Federal prisoner Fausto Cepeda appeals pro se the district court’s dismissal of his habeas corpus petition challenging the legality of his sentence based on Apprendi v. New Jersey, 530 U.S. 466, 120 S.Ct. 2348, 147 L.Ed.2d 435 (2000). We have jurisdiction pursuant to 28 U.S.C. § 1291, and we affirm.

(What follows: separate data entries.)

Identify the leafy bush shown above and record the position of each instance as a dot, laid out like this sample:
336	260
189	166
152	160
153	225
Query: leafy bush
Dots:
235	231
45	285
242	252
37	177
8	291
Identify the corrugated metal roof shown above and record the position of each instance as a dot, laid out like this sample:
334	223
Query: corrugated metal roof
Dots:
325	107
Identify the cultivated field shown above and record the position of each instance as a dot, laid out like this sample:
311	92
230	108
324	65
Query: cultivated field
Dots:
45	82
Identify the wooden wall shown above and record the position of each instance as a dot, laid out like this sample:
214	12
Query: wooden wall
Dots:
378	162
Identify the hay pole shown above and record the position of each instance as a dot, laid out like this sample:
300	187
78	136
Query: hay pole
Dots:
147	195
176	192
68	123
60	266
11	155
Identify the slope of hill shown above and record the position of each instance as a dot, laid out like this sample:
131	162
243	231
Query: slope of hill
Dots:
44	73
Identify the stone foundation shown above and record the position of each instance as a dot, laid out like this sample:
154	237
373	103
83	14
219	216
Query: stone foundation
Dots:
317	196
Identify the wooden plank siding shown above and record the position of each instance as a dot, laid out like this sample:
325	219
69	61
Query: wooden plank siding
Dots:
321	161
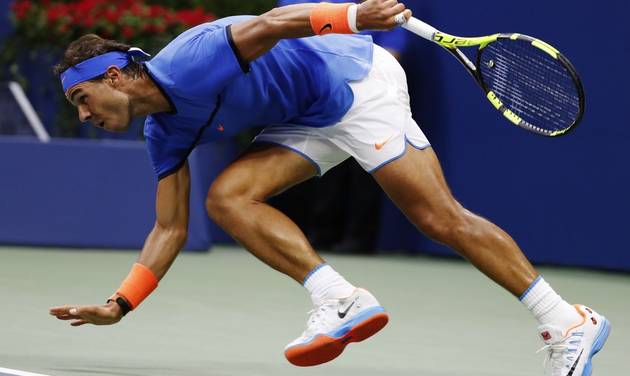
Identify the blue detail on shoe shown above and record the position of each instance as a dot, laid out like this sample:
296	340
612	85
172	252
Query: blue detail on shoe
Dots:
530	288
313	271
345	328
600	339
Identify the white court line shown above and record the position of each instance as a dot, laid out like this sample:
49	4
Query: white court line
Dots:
14	372
29	111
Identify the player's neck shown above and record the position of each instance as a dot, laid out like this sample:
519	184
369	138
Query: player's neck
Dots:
146	98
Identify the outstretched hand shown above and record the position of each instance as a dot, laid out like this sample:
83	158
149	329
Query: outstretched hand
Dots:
381	14
106	314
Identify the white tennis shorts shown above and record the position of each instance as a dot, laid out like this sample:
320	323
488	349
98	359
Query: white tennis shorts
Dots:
374	131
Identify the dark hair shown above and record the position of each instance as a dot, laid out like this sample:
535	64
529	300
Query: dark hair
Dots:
91	45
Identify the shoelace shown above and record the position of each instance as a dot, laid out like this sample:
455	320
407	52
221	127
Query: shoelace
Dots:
317	318
554	357
557	352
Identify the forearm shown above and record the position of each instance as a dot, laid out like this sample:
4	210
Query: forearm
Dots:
258	35
161	248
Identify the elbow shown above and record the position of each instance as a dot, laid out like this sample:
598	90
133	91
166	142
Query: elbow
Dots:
179	236
175	235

Cepeda contends that 28 U.S.C. § 2255 is inadequate or ineffective for assertion of his Apprendi claim, so he should be permitted to pursue this claim under 28 U. S.C. § 2241. The district court correctly determined that Cepeda failed to demonstrate that 28 U.S.C. § 2255 is “inade*739quate or ineffective” to test the legality of his detention. See Lorentsen v. Hood, 223 F.3d 950, 953 (9th Cir.2000) (stating general rule that the unavailability of a second or successive petition does not itself make section 2255 inadequate or ineffective). Nor does Cepeda make a colorable assertion of “actual innocence.” Even if Apprendi applied to Cepeda’s claim, cf. United States v. Sanchez-Cervantes, 282 F.3d 664, 671 (9th Cir.) (concluding that Apprendi does not apply retroactively to cases on initial collateral review), cert. denied, — U.S. -, 123 S.Ct. 48, 154 L.Ed.2d 243 (2002), it would have had no effect on his sentence, much less on his conviction. See 21 U.S.C. 841(b)(1)(A) (establishing life sentence as maximum for amount of crack charged and admitted); Lorentsen, 223 F.3d at 953-56 (rejecting actual innocence claim).

The district court properly dismissed Cepeda’s petition for lack of jurisdiction. See Moore v. Reno, 185 F.3d 1054, 1055 (9th Cir.1999) (per curiam) (rejecting the use of § 2241 as substitute for a dismissed § 2255 motion).

AFFIRMED.

This disposition is not appropriate for publication and may not be cited to or by the courts of this circuit except as provided by Ninth Circuit Rule 36-3.